This was not a busy time on the farm. The harvest had been taken in, the fields replanted, and the animals were inside good fences and needed only to be fed and milked. Mara undertook this work, and taught Leta how to do it.

The big house, spreading over a hill where you could hear the sea booming or sighing all day, all night, was like the end of tales she had seen in an ancient book in the Centre: "And so we all lived happily ever after." But Mara's heart, which these days in no way resembled a cold stone, told her otherwise.

One night she was lying in Shabis's arms, listening to the sea, when she heard what she thought were the complaining voices of sea birds, but then knew it was Kira's voice, shouting at Dann.

Mara quietly got up, and went into the room where they so often all sat about, talking, and as she did so Dann came in from the other side. He was white, and angry. He flung himself down on floor cushions, hands behind his head, and Mara sat by him, and took his hand, which gripped hers then fell away.

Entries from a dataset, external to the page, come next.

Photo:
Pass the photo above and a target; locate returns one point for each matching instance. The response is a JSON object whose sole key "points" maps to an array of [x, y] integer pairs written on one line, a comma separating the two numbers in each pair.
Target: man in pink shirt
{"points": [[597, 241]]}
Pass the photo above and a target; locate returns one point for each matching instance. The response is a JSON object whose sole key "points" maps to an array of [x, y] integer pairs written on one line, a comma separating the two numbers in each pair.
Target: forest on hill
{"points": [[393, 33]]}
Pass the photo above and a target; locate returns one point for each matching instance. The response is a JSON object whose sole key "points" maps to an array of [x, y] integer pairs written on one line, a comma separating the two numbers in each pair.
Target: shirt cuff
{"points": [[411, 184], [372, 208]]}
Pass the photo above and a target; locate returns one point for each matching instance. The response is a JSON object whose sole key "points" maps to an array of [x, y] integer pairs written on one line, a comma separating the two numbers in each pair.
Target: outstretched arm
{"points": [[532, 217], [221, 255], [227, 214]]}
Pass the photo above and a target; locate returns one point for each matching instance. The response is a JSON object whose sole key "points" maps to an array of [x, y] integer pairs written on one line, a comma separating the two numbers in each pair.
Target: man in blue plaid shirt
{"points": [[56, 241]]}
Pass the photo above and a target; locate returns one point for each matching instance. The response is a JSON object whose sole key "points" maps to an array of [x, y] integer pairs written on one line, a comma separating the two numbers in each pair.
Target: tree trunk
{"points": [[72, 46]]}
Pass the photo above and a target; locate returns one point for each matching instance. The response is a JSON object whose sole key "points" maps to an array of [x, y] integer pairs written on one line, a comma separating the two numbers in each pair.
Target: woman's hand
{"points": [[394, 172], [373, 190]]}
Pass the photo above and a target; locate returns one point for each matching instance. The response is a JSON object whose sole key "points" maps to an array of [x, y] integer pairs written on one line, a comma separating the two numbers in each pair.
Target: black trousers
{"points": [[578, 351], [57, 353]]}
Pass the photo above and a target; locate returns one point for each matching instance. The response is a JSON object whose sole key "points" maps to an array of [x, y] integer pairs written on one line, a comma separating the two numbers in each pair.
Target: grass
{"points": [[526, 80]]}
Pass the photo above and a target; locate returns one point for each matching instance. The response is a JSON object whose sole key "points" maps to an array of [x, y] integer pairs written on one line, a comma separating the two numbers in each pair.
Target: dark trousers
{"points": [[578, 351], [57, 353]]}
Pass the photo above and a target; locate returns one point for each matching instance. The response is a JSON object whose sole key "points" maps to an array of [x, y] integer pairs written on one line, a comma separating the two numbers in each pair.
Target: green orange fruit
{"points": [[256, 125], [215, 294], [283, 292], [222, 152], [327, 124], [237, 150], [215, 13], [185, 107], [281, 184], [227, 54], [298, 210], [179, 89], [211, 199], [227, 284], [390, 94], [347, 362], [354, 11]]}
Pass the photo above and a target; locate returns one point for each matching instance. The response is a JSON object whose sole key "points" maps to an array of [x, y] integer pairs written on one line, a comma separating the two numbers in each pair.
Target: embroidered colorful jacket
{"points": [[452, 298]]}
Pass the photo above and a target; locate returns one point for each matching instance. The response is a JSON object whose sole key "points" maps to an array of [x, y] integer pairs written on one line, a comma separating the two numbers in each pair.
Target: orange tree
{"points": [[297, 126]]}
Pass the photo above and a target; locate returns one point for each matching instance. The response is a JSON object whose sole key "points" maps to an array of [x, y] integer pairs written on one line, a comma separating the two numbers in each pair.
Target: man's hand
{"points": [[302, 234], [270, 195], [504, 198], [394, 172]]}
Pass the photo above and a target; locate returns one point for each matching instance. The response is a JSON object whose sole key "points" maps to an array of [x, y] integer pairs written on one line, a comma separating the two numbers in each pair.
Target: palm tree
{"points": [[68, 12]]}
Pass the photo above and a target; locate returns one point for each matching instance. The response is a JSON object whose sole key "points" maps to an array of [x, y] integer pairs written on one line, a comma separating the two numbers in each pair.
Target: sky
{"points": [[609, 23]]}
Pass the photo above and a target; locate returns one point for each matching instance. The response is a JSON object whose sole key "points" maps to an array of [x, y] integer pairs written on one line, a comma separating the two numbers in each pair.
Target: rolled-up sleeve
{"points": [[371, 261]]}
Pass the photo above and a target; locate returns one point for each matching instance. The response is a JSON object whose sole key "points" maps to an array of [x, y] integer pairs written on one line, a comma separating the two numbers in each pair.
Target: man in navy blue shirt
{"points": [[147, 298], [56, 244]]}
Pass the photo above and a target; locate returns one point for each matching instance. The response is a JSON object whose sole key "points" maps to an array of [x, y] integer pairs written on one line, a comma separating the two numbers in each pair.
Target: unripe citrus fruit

"She doesn't love me," he said, and Mara said nothing. Then he turned to her, put his arms around her and said, "Mara, why can't we be together? We ought to be together... But now you've got Shabis." And his arms seemed to go cold, and withdrew.

Mara said, "It's going to be hard for both of us, loving other people."

"I haven't noticed you have any difficulty loving Shabis."

She sat by Dann, close, in the dark room where a sky full of stars showed through a big square window, with the so familiar feel of him, the smell of him, her little brother, her companion through so much; and she knew that she loved Shabis but she always would love Dann more and nothing could change that.

"Who made these laws in the first place?"

She said, "I told you, Nature made them. I saw it all in the Centre." "The Centre, the Centre — suppose I don't care about children and posterity?"

Mara sat silent, allowing herself to think of the happiness of loving Dann; and then this dream dissolved with the coldest of reminders, because from nowhere, or from deep inside her, came the words, "You'd kill me, Dann, if we loved each other. It would be so — violent."

"Why do you say that?"

She could only say, "I just think something like that would happen." He stroked her face, "I love you so much, Mara."

"And I you."

"Am I really such a violent person?"

"Yes. And I am too. We have been made violent. And if we fought — it wouldn't be with words." "You are sure of that, Mara?" "I'm not sure of anything."

He began playing with her hair, long black hair, and she stroked his, so like hers. She put her arm under his head and her arm over his shoulders. So they reclined beside each other, as they had so often, and then she felt his hand fall, slide down her shoulder, and to his side. His eyes were shut; he had gone to sleep.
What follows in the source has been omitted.